- Born: July 10, 1943 (age 83) Santa Clara, California
- Known for: Chicano art installations
- Awards: San Francisco Mission Cultural Center's Award of Honor Association of American Cultures' Artist Award Chicana Foundation of Northern California's Distinguished Working Women Award San Francisco Mission Cultural Center's Award of Honor Visionary Woman Award, Moore College of Art & Design MacArthur Fellowship
- Website: Amaliamesabains.com

= Amalia Mesa-Bains =

American artist (born 1943)

Amalia Mesa-Bains (born July 10, 1943), is a Chicana curator, author, visual artist, and educator. She is best known for her large-scale installations that reference home altars and ofrendas. Her work engages in a conceptual exploration of Mexican American women's spiritual practices that addresses colonial and imperial histories of display, the recovery of cultural memory, and their roles in identity formation.
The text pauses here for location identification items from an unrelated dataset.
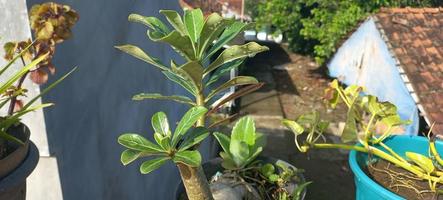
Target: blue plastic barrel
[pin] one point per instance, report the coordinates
(368, 189)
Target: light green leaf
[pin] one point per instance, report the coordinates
(236, 81)
(194, 23)
(195, 71)
(223, 69)
(140, 54)
(175, 20)
(194, 137)
(129, 156)
(223, 140)
(190, 158)
(236, 52)
(153, 164)
(152, 22)
(244, 130)
(136, 142)
(190, 87)
(214, 25)
(176, 98)
(239, 151)
(228, 34)
(159, 122)
(350, 131)
(187, 121)
(181, 44)
(422, 161)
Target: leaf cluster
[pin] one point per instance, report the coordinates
(176, 146)
(243, 145)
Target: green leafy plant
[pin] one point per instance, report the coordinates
(279, 176)
(242, 147)
(369, 122)
(196, 38)
(317, 27)
(55, 26)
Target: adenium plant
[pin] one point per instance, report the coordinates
(196, 38)
(369, 122)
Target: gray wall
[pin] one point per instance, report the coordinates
(94, 105)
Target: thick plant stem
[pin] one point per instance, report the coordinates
(195, 182)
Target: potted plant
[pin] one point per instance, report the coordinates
(51, 24)
(406, 166)
(196, 38)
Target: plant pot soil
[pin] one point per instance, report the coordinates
(17, 165)
(400, 181)
(212, 167)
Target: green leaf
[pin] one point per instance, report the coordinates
(136, 142)
(190, 158)
(140, 54)
(297, 194)
(194, 23)
(180, 43)
(267, 169)
(228, 34)
(153, 164)
(214, 25)
(195, 71)
(350, 131)
(236, 52)
(227, 161)
(176, 98)
(422, 161)
(239, 151)
(296, 128)
(244, 130)
(223, 140)
(159, 122)
(129, 156)
(191, 88)
(187, 121)
(175, 20)
(236, 81)
(152, 22)
(223, 69)
(197, 135)
(7, 84)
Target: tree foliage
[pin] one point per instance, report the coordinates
(317, 26)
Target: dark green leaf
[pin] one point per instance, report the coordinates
(136, 142)
(194, 23)
(159, 122)
(175, 20)
(187, 121)
(194, 137)
(129, 156)
(223, 140)
(190, 158)
(153, 164)
(140, 54)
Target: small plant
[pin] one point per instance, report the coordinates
(196, 38)
(51, 23)
(280, 176)
(242, 147)
(369, 122)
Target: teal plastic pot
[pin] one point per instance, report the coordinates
(368, 189)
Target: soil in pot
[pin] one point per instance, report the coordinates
(400, 181)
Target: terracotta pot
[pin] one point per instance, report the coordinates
(17, 165)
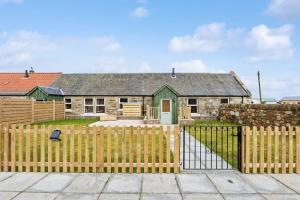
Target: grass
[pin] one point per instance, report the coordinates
(90, 146)
(82, 122)
(218, 136)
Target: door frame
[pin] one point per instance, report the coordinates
(161, 108)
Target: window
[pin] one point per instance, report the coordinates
(88, 105)
(224, 101)
(122, 101)
(100, 108)
(193, 103)
(68, 103)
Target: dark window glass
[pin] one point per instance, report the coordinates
(123, 100)
(88, 109)
(194, 109)
(100, 101)
(224, 101)
(88, 101)
(192, 101)
(100, 109)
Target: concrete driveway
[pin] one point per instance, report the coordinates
(205, 185)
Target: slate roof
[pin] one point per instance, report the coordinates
(52, 91)
(186, 84)
(17, 84)
(291, 98)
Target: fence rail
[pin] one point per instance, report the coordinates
(271, 150)
(89, 149)
(26, 111)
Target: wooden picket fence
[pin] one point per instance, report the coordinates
(271, 150)
(89, 149)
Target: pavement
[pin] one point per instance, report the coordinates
(203, 185)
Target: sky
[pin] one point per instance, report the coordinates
(140, 36)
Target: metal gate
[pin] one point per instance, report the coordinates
(211, 147)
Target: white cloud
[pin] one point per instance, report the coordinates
(23, 47)
(11, 1)
(106, 44)
(266, 43)
(273, 86)
(193, 66)
(284, 8)
(140, 12)
(207, 38)
(142, 1)
(144, 67)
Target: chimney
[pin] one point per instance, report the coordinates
(31, 70)
(26, 75)
(173, 73)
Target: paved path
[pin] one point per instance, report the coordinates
(206, 185)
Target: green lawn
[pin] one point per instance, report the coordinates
(218, 136)
(82, 122)
(58, 124)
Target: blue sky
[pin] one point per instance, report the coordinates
(154, 36)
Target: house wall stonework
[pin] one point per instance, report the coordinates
(261, 114)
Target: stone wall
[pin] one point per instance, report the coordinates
(208, 106)
(261, 115)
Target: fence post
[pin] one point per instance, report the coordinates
(53, 109)
(32, 110)
(298, 150)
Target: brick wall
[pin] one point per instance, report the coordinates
(261, 115)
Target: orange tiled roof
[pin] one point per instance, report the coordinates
(17, 83)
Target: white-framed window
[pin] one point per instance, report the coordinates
(193, 103)
(224, 100)
(100, 106)
(122, 101)
(68, 103)
(88, 105)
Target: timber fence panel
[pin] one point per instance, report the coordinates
(91, 149)
(279, 150)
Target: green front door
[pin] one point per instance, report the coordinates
(166, 111)
(168, 108)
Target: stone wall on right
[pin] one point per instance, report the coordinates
(261, 114)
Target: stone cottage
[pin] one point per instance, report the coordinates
(106, 94)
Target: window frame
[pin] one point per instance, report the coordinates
(100, 105)
(68, 103)
(226, 99)
(121, 103)
(88, 105)
(193, 105)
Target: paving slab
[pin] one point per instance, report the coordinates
(282, 196)
(88, 183)
(107, 196)
(265, 184)
(243, 196)
(7, 195)
(20, 181)
(5, 175)
(202, 197)
(290, 180)
(159, 183)
(229, 182)
(200, 183)
(161, 197)
(124, 183)
(36, 196)
(77, 196)
(52, 183)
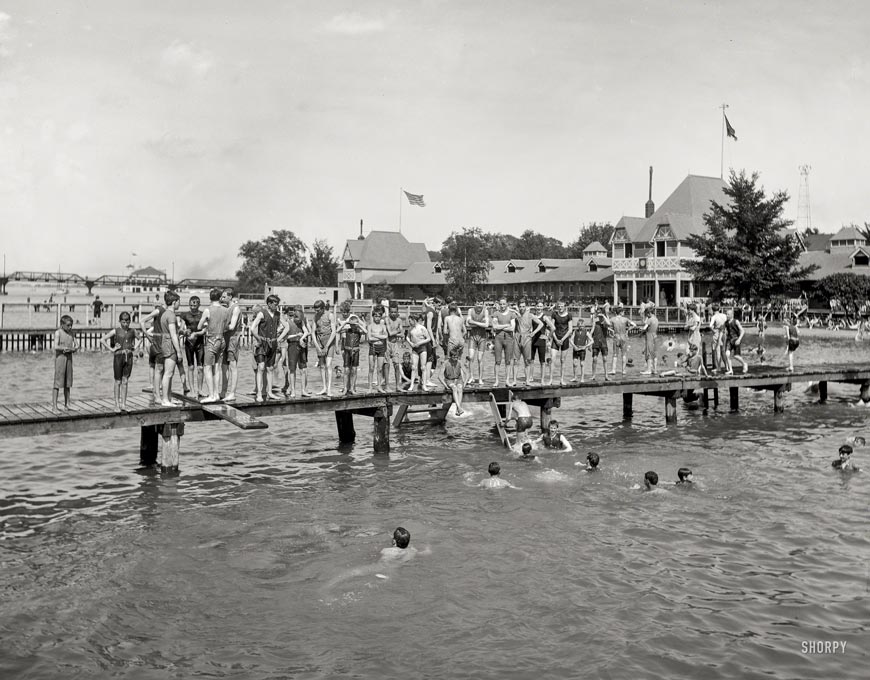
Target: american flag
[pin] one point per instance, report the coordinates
(415, 199)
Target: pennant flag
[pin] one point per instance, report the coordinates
(415, 199)
(728, 129)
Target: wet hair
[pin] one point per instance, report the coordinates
(402, 537)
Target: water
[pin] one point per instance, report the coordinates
(224, 570)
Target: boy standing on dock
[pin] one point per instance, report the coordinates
(65, 345)
(122, 345)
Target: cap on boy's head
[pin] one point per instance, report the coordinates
(402, 537)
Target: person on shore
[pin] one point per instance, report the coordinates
(495, 481)
(65, 345)
(844, 462)
(733, 337)
(170, 348)
(563, 329)
(792, 340)
(523, 418)
(503, 323)
(420, 341)
(194, 345)
(553, 439)
(650, 336)
(377, 335)
(121, 342)
(477, 323)
(268, 331)
(453, 377)
(232, 344)
(599, 332)
(324, 338)
(150, 327)
(581, 341)
(684, 477)
(395, 343)
(215, 321)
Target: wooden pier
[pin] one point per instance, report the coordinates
(158, 422)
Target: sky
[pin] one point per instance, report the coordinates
(179, 130)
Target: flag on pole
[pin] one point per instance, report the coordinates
(415, 199)
(728, 129)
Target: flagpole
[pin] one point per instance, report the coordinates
(722, 157)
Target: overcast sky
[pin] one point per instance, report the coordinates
(178, 130)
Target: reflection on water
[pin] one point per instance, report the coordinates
(108, 571)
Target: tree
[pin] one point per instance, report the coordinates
(532, 246)
(322, 267)
(745, 251)
(278, 259)
(588, 234)
(845, 287)
(466, 264)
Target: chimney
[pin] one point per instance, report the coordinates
(650, 206)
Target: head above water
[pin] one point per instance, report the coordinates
(402, 537)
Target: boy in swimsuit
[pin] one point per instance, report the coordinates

In her writing, she examines the formation of Chicana identity and aesthetic practices, the shared experiences of historically marginalized communities in the United States, especially among women of color, and the role of multiculturalism within museums and cultural institutions. Her essay, "Domesticana: The Sensibility of Chicana Rasquache," theorized domesticana as a set of aesthetic strategies that use spaces and experiences historically associated with Mexican American women as sites for Chicana feminist reclamation.

== Biography ==
Mesa-Bains was born in Santa Clara, California. She received a B.A. in painting from San Jose State University before earning a M.A. in interdisciplinary education from San Francisco State University and a Ph.D. in clinical psychology from the Wright Institute in Berkeley, California. She then worked for the San Francisco Unified School District as a psychologist. She was the regional committee chair (Northern California) for the exhibition Chicano Art: Resistance and Affirmation. She has written Ceremony of Spirit: Nature and Memory in Contemporary Latino Art. Mesa-Bains lives in San Juan Bautista, California

== Career ==

Mesa-Bains worked as an educator for 20 years in the San Francisco Unified School District, where she served as an English as a Second Language teacher and a multicultural specialist. She also worked at the Far West Laboratory, where she performed case-based educational research. She co-wrote a casebook and teacher's guide entitled Diversity in the Classroom with Judith Shulman in 1993. As an artist, her works have been exhibited at the Smithsonian American Art Museum, the Whitney Museum of American Art, the San Francisco Museum of Modern Art, Williams College Museum of Art, the Queens Museum in New York, the Contemporary Exhibition Center of Lyon, France, the Kulturhuset in Stockholm, Sweden, the Museum of Modern Art in Dublin, Ireland, and the Culterforgenin in Copenhagen, Denmark.

== Awards ==

- In 1989 she received the San Francisco Mission Cultural Center's Award of Honor
- Association of American Cultures' Artist Award and the Chicana Foundation of Northern California's Distinguished Working Women Award in 1990
- INTAR-Hispanic Arts Center's Golden Palm Award in 1991
- MacArthur Fellowship award in 1992
- 1995 The Women's Caucus for Art confers on Mesa-Bains the honor Award for outstanding Achievement in the visual arts
- 2008 The College Art Association Committee on Women in the Arts awards the 13th annual recognition award to Mesa-Bains
- 2011 The council of 100 at the Fresno Art Museum honors Mesa-Bains with the Distinguished Woman Artist Award

Source:

== Exhibitions ==
Mesa-Bains's first exhibit was at the 1967 Phelan Awards show that took place in the Palace of the Legion of Honor in San Francisco. She began creating altar installations in 1975. Her artistic work is often autobiographical, relating to her Mexican Catholic heritage. Although these works take the form of an altar, they are not specifically intended for religious use. According to Kristin G. Congdon and Kara Kelley Hallmark, authors of Artists from Latin American Cultures: A Biographical Dictionary, "Mesa-Bains's altars often honor women who have broken social barriers." Using techniques related to found object art, Mesa-Bains has incorporated "dried leaves, rocks, pre-Columbian ceramic fragments" and other unusual materials to construct artworks such as her 1987 work Grotto of the Virgins, which is dedicated to painter Frida Kahlo (1907-1954), actress Dolores del Río (1905-1983), and to the artist's grandmother.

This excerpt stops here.